Rosemary Sullivan – Stalin’s Daughter: The Extraordinary and Tumultuous Life of Svetlana Alliluyeva
Alliluyeva was Stalin’s daughter, born in 1926, two years before he consolidated his power. Her childhood was about as warm as one would expect. Stalin had occasional tender moments, but was a distant father, not to mention a dictator. When Svetlana was six and a half, her mother committed suicide. One of her teenage love interests ended up in the gulag. Friends kept a wise distance during the 1937-38 Terror, fearing that an adverse word from her to her father could have consequences.
In 1967, after three divorces, two children, and a stint in India, she defected to the United States. She wrote two books, was a media sensation for a time, and earned a large sum of money from the royalties. After several moves, she married Wesley Peters, an acolyte of Frank Lloyd Wright who spent his summers in Wisconsin and wintered in an Arizona compound with, among other people, Wright’s controlling widow, who was also a Russian. That marriage produced a daughter as well as another divorce, and Svetlana lost most of her money.
She moved back to the east coast, then the UK for a time, moving almost annually.
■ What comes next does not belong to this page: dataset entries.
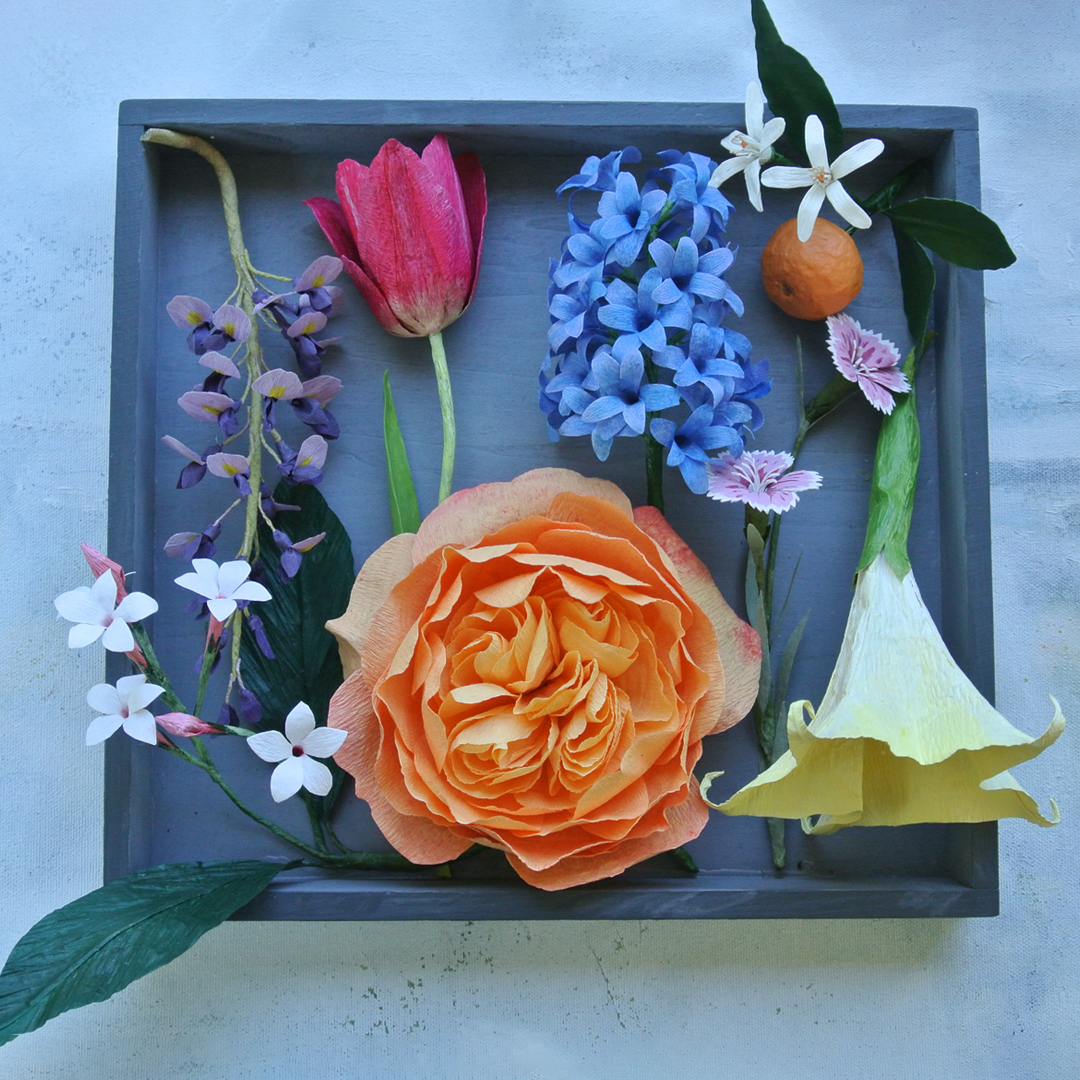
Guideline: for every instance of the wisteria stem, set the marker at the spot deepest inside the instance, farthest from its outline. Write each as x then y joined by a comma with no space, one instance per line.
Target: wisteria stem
446,405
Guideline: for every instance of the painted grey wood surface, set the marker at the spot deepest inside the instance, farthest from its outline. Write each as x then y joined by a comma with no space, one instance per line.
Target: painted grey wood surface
170,239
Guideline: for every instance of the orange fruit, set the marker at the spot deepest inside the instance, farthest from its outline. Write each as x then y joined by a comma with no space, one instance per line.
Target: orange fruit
814,279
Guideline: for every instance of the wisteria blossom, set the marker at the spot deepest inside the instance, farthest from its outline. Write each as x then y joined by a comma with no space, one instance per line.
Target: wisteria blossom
123,705
760,480
823,178
753,148
867,359
296,752
96,615
223,585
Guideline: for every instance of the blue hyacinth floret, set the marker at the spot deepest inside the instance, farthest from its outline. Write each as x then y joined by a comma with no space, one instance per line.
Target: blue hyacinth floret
637,306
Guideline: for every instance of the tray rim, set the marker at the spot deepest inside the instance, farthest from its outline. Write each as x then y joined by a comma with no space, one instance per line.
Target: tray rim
971,891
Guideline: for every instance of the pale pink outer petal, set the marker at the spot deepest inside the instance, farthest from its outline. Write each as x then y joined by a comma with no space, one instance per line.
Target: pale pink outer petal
299,723
83,634
739,644
286,779
467,516
270,745
104,699
142,727
316,778
79,605
324,742
118,637
102,727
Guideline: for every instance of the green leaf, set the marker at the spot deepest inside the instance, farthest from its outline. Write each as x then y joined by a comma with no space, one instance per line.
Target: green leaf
792,86
404,510
892,485
306,664
96,945
917,281
956,231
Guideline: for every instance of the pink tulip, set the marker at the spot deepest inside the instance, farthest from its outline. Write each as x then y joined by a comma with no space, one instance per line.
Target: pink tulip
409,231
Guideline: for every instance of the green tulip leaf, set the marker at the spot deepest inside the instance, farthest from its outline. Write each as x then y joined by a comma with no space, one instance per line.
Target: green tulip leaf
404,510
792,86
956,231
96,945
917,281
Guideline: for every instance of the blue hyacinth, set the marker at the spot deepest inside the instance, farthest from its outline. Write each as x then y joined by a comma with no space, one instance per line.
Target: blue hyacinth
637,306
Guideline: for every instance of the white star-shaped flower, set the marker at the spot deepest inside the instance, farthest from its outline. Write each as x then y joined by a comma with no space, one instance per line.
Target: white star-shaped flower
123,704
96,615
753,148
223,585
297,751
823,179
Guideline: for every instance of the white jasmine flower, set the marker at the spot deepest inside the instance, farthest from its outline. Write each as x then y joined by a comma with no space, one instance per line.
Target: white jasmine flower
96,615
297,751
753,148
123,704
223,585
823,179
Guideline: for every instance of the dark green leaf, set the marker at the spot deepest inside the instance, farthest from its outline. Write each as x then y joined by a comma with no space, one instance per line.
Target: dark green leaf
306,666
917,280
93,947
792,86
956,231
892,485
404,510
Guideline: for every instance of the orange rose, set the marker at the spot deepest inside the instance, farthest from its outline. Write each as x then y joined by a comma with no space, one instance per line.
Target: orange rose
535,671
She even defected back the USSR in the 1980s, considered it a mistake, and went back to America. She spent her final years in Wisconsin, of all places, a few hours’ drive from where I grew up.
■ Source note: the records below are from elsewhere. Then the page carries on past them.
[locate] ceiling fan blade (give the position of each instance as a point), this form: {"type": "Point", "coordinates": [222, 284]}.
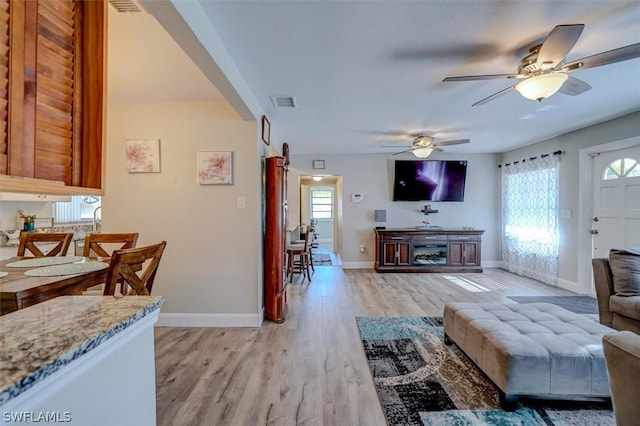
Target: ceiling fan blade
{"type": "Point", "coordinates": [494, 96]}
{"type": "Point", "coordinates": [396, 146]}
{"type": "Point", "coordinates": [483, 77]}
{"type": "Point", "coordinates": [402, 152]}
{"type": "Point", "coordinates": [574, 86]}
{"type": "Point", "coordinates": [455, 142]}
{"type": "Point", "coordinates": [557, 45]}
{"type": "Point", "coordinates": [604, 58]}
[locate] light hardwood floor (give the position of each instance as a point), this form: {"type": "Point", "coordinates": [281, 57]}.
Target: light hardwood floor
{"type": "Point", "coordinates": [311, 369]}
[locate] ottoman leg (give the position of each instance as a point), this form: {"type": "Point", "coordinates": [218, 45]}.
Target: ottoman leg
{"type": "Point", "coordinates": [447, 340]}
{"type": "Point", "coordinates": [508, 402]}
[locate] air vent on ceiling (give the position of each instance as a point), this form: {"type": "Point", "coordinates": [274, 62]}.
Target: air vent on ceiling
{"type": "Point", "coordinates": [283, 101]}
{"type": "Point", "coordinates": [125, 6]}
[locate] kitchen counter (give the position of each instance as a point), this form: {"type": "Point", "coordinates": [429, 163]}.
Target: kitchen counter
{"type": "Point", "coordinates": [82, 345]}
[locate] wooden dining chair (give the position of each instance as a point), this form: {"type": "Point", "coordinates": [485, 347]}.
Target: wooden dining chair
{"type": "Point", "coordinates": [28, 242]}
{"type": "Point", "coordinates": [102, 245]}
{"type": "Point", "coordinates": [299, 257]}
{"type": "Point", "coordinates": [97, 243]}
{"type": "Point", "coordinates": [136, 267]}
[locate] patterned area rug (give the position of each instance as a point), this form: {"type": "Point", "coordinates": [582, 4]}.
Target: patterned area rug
{"type": "Point", "coordinates": [577, 304]}
{"type": "Point", "coordinates": [321, 259]}
{"type": "Point", "coordinates": [421, 381]}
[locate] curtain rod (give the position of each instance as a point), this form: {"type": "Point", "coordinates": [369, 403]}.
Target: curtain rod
{"type": "Point", "coordinates": [531, 158]}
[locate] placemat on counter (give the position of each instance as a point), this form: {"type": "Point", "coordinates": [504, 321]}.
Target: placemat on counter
{"type": "Point", "coordinates": [67, 269]}
{"type": "Point", "coordinates": [43, 261]}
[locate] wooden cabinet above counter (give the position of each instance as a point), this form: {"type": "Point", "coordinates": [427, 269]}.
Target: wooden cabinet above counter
{"type": "Point", "coordinates": [52, 96]}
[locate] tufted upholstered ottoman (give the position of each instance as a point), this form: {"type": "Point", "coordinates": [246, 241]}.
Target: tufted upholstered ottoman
{"type": "Point", "coordinates": [535, 349]}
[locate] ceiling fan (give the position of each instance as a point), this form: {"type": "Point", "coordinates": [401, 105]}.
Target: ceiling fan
{"type": "Point", "coordinates": [423, 145]}
{"type": "Point", "coordinates": [544, 70]}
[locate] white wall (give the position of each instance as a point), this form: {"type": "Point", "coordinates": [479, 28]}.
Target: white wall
{"type": "Point", "coordinates": [571, 143]}
{"type": "Point", "coordinates": [372, 175]}
{"type": "Point", "coordinates": [211, 272]}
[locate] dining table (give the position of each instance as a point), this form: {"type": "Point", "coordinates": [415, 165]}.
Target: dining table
{"type": "Point", "coordinates": [23, 286]}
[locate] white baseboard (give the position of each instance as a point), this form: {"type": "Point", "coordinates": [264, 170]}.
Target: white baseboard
{"type": "Point", "coordinates": [493, 264]}
{"type": "Point", "coordinates": [357, 265]}
{"type": "Point", "coordinates": [209, 320]}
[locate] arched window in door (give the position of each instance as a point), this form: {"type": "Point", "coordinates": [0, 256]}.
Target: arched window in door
{"type": "Point", "coordinates": [622, 167]}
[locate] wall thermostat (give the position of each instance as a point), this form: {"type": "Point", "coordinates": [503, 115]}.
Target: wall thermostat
{"type": "Point", "coordinates": [357, 198]}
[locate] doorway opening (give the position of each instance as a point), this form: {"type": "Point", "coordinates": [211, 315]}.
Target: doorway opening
{"type": "Point", "coordinates": [592, 241]}
{"type": "Point", "coordinates": [320, 206]}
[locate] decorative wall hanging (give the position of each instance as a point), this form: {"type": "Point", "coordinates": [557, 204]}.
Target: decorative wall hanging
{"type": "Point", "coordinates": [215, 167]}
{"type": "Point", "coordinates": [143, 155]}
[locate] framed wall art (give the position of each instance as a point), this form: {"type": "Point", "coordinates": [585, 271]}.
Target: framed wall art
{"type": "Point", "coordinates": [143, 155]}
{"type": "Point", "coordinates": [215, 167]}
{"type": "Point", "coordinates": [266, 130]}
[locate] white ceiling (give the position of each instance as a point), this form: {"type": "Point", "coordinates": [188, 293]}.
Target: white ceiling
{"type": "Point", "coordinates": [363, 72]}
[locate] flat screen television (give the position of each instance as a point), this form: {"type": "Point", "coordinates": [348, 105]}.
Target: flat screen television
{"type": "Point", "coordinates": [429, 180]}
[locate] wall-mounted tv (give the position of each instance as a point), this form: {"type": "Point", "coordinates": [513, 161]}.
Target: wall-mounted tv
{"type": "Point", "coordinates": [429, 180]}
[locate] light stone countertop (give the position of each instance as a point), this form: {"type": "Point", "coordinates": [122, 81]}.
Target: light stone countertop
{"type": "Point", "coordinates": [41, 339]}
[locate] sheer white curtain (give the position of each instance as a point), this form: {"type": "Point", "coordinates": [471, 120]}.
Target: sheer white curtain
{"type": "Point", "coordinates": [530, 218]}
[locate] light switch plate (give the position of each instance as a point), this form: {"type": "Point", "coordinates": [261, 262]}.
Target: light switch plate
{"type": "Point", "coordinates": [241, 202]}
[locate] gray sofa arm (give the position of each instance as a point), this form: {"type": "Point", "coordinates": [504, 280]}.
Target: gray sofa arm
{"type": "Point", "coordinates": [603, 281]}
{"type": "Point", "coordinates": [622, 357]}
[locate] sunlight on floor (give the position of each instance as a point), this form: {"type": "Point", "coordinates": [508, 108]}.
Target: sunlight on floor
{"type": "Point", "coordinates": [482, 284]}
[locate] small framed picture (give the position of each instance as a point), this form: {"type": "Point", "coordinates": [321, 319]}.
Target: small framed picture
{"type": "Point", "coordinates": [266, 130]}
{"type": "Point", "coordinates": [215, 167]}
{"type": "Point", "coordinates": [143, 155]}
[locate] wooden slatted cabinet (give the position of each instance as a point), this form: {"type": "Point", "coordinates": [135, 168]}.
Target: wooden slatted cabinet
{"type": "Point", "coordinates": [52, 73]}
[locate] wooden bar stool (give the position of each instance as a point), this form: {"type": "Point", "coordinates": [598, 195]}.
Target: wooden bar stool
{"type": "Point", "coordinates": [299, 258]}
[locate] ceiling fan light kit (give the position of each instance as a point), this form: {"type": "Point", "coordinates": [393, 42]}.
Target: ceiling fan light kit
{"type": "Point", "coordinates": [541, 86]}
{"type": "Point", "coordinates": [544, 69]}
{"type": "Point", "coordinates": [422, 152]}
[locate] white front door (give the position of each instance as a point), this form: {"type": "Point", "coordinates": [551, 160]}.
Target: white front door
{"type": "Point", "coordinates": [616, 201]}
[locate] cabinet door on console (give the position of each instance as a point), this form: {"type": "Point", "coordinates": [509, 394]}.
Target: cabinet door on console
{"type": "Point", "coordinates": [396, 253]}
{"type": "Point", "coordinates": [456, 253]}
She seems to have had a melancholy spirit. Circumstances made her lonely for obvious reasons, especially while her father still lived, and for her entire life she was unable to settle anywhere or with anyone for very long. Whatever she was looking for in life, she seems not to have found it. She was also prone to sudden emotional outbursts, and had occasional bouts of paranoia similar to her father’s. While she was certainly not her father, she was still his daughter. Sullivan has painted an interesting portrait of an interesting person.